Saturday, December 11, 2021

Ayn Rand On Why We Need To Know How To Live




 On Pages 26, 27 and 28 of her book, The Virtues Of Selfishness, Ayn Rand contrasts animals and humans, advising that the later need to live by reasoning how to live well with a plan for their entire lives, decades into the future: "Man cannot survive, like an animal, by acting on the range of the moment. An animal's life consists of a series of separate cycles, repeated over and over again, such as the cycle of breeding its young, or of storing food for the winter; an animal's consciousness cannot integrate its entire lifespan; it can carry just so far, then the animal has to begin the cycle all over again, with no connection to the past. Man's life is a continuous whole: for good or evil, every day, year and decade of his life holds the sum of all the days behind him. He can alter his choices, he is free to change the direction of his course, he is even free in many cases, to atone for the consequences of his past--but he is not free to escape them, nor live his life with impunity on the range of the moment, like an animal, like a playboy or thug. If he is to succeed at the task of survival, if his actions are not to be aimed at his own self-destruction, man has to choose his course, his goals, his values in the context and terms of a lifetime. No sensations, percepts, urges or 'instincts' can do it; only a mind can."
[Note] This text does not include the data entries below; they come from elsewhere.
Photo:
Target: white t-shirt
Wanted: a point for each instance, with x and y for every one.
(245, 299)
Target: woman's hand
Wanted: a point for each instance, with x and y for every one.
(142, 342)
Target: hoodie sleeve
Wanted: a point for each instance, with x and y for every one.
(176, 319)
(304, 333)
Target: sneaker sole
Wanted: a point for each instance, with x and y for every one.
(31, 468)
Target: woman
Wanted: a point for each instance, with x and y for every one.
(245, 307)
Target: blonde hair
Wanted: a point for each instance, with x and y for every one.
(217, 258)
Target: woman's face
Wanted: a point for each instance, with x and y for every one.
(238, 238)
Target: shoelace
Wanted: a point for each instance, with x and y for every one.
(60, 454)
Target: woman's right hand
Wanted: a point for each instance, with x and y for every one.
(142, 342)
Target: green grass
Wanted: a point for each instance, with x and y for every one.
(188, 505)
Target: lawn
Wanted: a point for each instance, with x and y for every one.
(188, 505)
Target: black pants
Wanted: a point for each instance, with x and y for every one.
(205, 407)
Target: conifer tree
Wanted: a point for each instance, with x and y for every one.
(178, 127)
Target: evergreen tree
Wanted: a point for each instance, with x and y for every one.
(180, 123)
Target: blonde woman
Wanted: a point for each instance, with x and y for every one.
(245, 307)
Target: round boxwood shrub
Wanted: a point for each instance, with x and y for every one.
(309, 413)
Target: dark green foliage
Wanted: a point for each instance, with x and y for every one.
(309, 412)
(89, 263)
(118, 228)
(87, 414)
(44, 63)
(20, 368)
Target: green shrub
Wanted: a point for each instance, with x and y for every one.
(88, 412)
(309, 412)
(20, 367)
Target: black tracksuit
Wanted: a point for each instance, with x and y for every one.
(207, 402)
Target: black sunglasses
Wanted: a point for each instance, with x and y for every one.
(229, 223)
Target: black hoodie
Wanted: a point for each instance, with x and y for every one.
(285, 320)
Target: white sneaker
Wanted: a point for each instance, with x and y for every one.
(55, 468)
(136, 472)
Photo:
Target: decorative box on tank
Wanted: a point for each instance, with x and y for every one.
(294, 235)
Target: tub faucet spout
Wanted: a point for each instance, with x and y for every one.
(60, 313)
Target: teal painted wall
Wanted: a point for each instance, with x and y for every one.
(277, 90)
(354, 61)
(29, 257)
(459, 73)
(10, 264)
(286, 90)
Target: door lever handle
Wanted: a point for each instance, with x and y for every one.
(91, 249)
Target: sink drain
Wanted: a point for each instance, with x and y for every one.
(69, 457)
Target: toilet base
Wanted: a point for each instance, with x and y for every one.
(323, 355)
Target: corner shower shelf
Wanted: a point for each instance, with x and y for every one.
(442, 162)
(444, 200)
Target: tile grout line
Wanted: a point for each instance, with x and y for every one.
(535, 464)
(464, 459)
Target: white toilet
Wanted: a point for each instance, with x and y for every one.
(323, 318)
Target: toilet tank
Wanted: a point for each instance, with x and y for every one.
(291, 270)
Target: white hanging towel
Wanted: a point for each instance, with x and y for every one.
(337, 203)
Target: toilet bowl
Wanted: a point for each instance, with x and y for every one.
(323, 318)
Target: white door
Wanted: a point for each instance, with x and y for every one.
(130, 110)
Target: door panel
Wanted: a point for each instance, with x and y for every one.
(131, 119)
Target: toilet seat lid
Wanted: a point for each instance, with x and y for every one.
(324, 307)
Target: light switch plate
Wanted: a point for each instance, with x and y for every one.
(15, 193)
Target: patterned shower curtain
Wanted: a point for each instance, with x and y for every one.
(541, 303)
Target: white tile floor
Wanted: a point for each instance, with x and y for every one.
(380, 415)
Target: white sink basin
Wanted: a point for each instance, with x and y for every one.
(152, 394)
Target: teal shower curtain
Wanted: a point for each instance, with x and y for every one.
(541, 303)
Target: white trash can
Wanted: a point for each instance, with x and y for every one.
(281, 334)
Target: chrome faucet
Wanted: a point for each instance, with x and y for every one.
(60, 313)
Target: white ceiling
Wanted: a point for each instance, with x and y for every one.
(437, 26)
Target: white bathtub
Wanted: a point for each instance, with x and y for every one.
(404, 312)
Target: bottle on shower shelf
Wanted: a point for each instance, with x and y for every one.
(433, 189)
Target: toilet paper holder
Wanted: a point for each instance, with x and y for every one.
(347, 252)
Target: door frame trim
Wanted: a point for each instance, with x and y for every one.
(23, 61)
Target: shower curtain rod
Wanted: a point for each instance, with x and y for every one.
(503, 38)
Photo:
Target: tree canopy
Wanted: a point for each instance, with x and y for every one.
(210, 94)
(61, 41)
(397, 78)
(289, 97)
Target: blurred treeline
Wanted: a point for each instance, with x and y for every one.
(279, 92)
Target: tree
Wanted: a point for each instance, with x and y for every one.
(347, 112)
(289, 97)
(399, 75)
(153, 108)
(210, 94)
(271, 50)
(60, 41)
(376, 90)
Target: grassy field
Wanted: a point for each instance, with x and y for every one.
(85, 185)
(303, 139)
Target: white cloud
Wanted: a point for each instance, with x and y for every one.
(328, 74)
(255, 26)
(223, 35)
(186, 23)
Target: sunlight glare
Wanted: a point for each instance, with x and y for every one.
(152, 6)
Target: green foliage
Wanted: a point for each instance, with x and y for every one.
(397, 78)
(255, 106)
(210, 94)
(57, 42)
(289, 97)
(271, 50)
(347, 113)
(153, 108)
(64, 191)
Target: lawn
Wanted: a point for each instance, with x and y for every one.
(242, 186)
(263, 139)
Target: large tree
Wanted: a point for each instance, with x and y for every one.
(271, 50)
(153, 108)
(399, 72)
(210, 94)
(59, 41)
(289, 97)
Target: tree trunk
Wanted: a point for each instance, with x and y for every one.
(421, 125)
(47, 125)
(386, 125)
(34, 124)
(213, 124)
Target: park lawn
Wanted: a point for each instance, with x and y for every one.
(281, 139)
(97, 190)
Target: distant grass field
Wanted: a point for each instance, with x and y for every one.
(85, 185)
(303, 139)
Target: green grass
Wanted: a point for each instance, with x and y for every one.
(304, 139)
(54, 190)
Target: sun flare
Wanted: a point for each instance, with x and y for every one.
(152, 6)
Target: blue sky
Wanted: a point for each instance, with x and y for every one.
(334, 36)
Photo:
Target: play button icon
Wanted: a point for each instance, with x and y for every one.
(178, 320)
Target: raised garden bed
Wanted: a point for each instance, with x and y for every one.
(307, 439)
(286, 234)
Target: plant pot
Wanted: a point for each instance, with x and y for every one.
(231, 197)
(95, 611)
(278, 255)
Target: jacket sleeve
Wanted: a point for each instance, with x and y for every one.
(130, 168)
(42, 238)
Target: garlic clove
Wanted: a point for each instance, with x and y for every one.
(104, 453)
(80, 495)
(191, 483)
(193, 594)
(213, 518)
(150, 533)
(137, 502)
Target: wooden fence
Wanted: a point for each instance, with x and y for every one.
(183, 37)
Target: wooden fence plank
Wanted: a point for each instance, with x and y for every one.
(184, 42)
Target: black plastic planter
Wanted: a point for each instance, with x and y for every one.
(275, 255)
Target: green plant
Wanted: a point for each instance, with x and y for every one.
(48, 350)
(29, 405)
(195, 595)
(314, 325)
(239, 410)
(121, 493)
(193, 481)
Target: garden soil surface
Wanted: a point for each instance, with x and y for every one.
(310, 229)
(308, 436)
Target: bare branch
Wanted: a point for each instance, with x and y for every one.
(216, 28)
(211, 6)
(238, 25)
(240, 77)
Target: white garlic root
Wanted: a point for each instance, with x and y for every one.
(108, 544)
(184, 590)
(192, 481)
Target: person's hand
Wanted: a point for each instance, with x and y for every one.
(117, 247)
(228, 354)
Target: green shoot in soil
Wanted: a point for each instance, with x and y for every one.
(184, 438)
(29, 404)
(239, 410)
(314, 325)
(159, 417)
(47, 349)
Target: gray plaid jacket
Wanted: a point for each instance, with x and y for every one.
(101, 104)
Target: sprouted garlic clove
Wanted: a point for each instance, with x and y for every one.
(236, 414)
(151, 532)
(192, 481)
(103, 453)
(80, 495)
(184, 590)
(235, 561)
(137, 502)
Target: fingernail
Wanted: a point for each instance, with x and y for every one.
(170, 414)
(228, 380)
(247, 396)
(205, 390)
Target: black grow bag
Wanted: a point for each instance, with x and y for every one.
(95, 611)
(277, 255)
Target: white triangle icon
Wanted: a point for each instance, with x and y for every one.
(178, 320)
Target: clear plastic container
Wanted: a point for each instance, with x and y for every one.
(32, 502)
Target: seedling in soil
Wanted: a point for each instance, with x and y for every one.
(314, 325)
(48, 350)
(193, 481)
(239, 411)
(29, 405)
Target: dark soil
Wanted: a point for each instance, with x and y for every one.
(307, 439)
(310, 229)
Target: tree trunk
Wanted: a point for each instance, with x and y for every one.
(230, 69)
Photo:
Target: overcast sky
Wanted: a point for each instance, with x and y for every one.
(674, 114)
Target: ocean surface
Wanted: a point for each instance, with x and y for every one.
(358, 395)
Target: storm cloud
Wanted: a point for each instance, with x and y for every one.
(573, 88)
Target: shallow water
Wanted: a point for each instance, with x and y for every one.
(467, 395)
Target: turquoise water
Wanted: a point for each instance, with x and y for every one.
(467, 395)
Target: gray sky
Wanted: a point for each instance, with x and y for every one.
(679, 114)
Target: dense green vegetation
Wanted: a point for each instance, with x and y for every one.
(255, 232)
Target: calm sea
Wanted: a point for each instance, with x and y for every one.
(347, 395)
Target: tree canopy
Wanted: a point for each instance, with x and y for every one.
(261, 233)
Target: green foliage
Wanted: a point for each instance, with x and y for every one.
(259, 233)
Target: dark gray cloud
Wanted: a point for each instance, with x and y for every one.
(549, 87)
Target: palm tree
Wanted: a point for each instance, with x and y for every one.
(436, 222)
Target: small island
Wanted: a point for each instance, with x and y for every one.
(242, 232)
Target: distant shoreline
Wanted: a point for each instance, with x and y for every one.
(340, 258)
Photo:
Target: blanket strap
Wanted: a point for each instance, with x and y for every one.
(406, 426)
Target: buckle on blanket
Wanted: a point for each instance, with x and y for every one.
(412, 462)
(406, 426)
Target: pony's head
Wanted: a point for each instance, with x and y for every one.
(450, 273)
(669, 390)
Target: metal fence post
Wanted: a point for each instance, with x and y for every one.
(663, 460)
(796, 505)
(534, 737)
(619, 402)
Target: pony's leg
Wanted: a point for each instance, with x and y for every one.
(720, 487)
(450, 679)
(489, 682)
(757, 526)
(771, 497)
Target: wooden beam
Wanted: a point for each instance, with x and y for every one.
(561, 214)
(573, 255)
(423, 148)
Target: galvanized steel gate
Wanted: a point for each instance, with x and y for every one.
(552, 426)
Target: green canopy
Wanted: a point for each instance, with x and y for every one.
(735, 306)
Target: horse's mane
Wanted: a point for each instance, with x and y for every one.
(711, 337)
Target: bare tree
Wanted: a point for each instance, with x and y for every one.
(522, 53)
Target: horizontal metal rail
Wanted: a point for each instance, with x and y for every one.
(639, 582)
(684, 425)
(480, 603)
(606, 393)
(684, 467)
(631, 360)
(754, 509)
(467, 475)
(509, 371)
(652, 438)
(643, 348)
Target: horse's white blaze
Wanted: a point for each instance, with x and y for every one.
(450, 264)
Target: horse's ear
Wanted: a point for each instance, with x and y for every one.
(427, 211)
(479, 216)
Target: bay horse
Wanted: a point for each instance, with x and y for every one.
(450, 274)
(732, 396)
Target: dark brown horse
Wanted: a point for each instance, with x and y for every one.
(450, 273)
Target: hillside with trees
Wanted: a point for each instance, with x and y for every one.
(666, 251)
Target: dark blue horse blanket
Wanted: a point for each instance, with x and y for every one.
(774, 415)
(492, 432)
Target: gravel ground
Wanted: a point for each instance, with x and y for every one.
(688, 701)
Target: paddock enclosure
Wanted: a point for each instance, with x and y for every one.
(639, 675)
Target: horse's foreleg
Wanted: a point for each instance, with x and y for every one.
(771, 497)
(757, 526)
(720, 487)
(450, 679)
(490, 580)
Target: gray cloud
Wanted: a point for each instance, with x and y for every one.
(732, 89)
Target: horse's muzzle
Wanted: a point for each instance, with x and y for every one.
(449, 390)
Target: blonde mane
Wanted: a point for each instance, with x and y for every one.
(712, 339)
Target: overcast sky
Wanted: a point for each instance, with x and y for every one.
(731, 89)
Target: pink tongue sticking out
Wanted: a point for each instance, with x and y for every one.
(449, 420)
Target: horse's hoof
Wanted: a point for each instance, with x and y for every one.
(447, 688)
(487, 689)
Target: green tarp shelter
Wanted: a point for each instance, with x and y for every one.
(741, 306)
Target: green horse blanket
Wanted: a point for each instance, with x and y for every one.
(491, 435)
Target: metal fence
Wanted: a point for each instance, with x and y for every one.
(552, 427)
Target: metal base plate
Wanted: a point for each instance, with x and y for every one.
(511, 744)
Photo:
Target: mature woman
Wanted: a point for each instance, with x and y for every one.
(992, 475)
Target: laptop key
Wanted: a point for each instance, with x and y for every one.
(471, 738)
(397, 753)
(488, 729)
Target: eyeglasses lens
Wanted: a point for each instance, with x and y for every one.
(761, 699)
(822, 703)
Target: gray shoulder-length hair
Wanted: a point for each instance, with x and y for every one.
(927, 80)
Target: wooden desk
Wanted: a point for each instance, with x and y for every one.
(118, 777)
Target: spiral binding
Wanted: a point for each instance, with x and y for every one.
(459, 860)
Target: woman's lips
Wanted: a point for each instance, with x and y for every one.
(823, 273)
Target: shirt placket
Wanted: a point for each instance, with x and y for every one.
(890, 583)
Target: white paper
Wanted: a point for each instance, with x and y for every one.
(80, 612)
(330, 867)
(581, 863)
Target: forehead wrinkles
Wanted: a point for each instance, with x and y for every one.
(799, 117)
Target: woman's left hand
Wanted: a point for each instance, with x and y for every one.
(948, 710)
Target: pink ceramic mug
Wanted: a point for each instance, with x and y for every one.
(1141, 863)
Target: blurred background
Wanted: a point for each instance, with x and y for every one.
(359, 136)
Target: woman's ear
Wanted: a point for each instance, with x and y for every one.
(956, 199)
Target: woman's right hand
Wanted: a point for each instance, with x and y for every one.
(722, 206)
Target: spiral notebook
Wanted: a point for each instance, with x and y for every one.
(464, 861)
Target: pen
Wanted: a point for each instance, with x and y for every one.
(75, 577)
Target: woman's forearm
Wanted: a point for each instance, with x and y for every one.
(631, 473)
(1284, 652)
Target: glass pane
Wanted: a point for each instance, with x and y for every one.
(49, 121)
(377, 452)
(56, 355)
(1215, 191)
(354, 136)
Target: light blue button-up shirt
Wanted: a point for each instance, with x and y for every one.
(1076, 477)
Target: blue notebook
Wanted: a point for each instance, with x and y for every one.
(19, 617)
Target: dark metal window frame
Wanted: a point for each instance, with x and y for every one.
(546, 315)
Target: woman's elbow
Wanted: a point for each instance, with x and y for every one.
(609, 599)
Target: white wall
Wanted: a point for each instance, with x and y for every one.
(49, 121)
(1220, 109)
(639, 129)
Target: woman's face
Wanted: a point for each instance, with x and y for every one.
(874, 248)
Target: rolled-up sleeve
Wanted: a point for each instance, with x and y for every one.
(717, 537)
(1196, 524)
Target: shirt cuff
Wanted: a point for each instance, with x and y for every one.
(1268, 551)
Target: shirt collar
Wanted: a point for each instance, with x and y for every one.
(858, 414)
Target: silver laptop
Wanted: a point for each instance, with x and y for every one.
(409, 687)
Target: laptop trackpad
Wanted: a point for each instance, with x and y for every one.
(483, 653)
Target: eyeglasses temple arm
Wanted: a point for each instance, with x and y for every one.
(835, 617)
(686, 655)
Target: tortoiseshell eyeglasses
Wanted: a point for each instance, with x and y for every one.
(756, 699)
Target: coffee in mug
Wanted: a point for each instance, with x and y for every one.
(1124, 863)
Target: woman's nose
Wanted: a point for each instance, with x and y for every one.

My response: This is a rich paragraph. Humans are to use their mind to discover what they want to do with their lives; they are to have a life plan and work over the decades to make it a reality and their reality. What they did yesterday will follow them, and color and shape their tomorrows. If they did good, yesterday, tomorrow looks brighter. If all their yesterdays are filled with evil deeds, perhaps prison is their only future.

Rand continues:  ". . . 'Man's survival qua man' means the terms, methods, conditions and goals required for the survival of a rational being through the whole of his lifespan--in all those aspects of existence which are open to his choice . . .  Man must be man by choice--and is the task of ethics to teach him how to live like a man. The Objectivist ethics holds man's life as the standard of value--and his own life as the ethical purpose of every individual man."

My response: For Rand, ethics is egoistic, Aristotelian, and teleological. Youngsters must be taught to love themselves and place their own interests as individuals first. Rand the atheist detects that human life is short, and, from her point of view, there is no next world, so she puts all her eggs in one basket: this brief human life span is all that any of us have, so we must early latch onto a life goal, and not waste that life. The thinking moral agent can do good, which is to make something of his life while enjoying his life. It is but a short step from there to my ethics of maverizing, which is why I generally regard Rand with favor.

Rand continues: "Value is that which acts to gain/or keep--virtue is the act by which one gains and/or keeps it. The cardinal values of the Objectivist ethics--the three values, which, together, are the means to and the realization of one's ultimate value, one's own life--are Reason, Purpose, Self-Esteem, with their three corresponding virtues: Rationality, Productiveness, Pride.

Productive work is the central purpose of a rational man's life, the central value that integrates and determines the hierarchy of his other values. Reason is the source, the precondition of his productive work--pride is the result.

Rationality is man's basic virtue, the source of all his other virtues. Man's basic vice, the source of all his evils, is the act of unfocusing his mind, the suspension of his consciousness, which is not blindness, but the refusal to see, not ignorance, but the refusal to know. Irrationality is the rejection of man's means of survival and, therefore, a commitment to a course of blind destruction; that which is anti-mind, is anti-life."

My response: Moral value for me is the ethical concepts that, when followed, elevate us and make us better people, virtuous people. To reason, have purpose and to esteem the self, are all most worthy values; Thinking, Productiveness and Pride are virtues. To live so is to maximize appreciation of what it is to be alive, to take the self seriously, that is to live virtuously, a life well-lived. Her system seems solid; one can see where Stephen Hicks, her disciple, links reasoning, working, capitalism, virtuous selfishness, liberty and a free will, and the connecting of these states of being or human condition do seem organically support and flow out of one another. If the Mother and the Father, the ultimate self-actualized Individualists, that wrote natural law, were asked to scrutinize her ethics, they likely would agree that all these states of being and human conditions flow quite nicely out of natural law as spiritual and moral goodness, when activated and realized in productive work, prayer, in a mood and mode of love of self, others and the Divinities.

The Divinities, the Light Couple, would not quite agree that irrationality is the source of our vice, our living death, for reason can serve evil and selfless living of the unfocused mind too, but less so so than irrationally existing as a beast.

Still, Rand's brilliant line that that which is anti-mind is anti-life is liberating and inspirational. Though I start off as a metaphysical pessimist, there is hope and Rand's optimism for humans is realistic and to be wished for.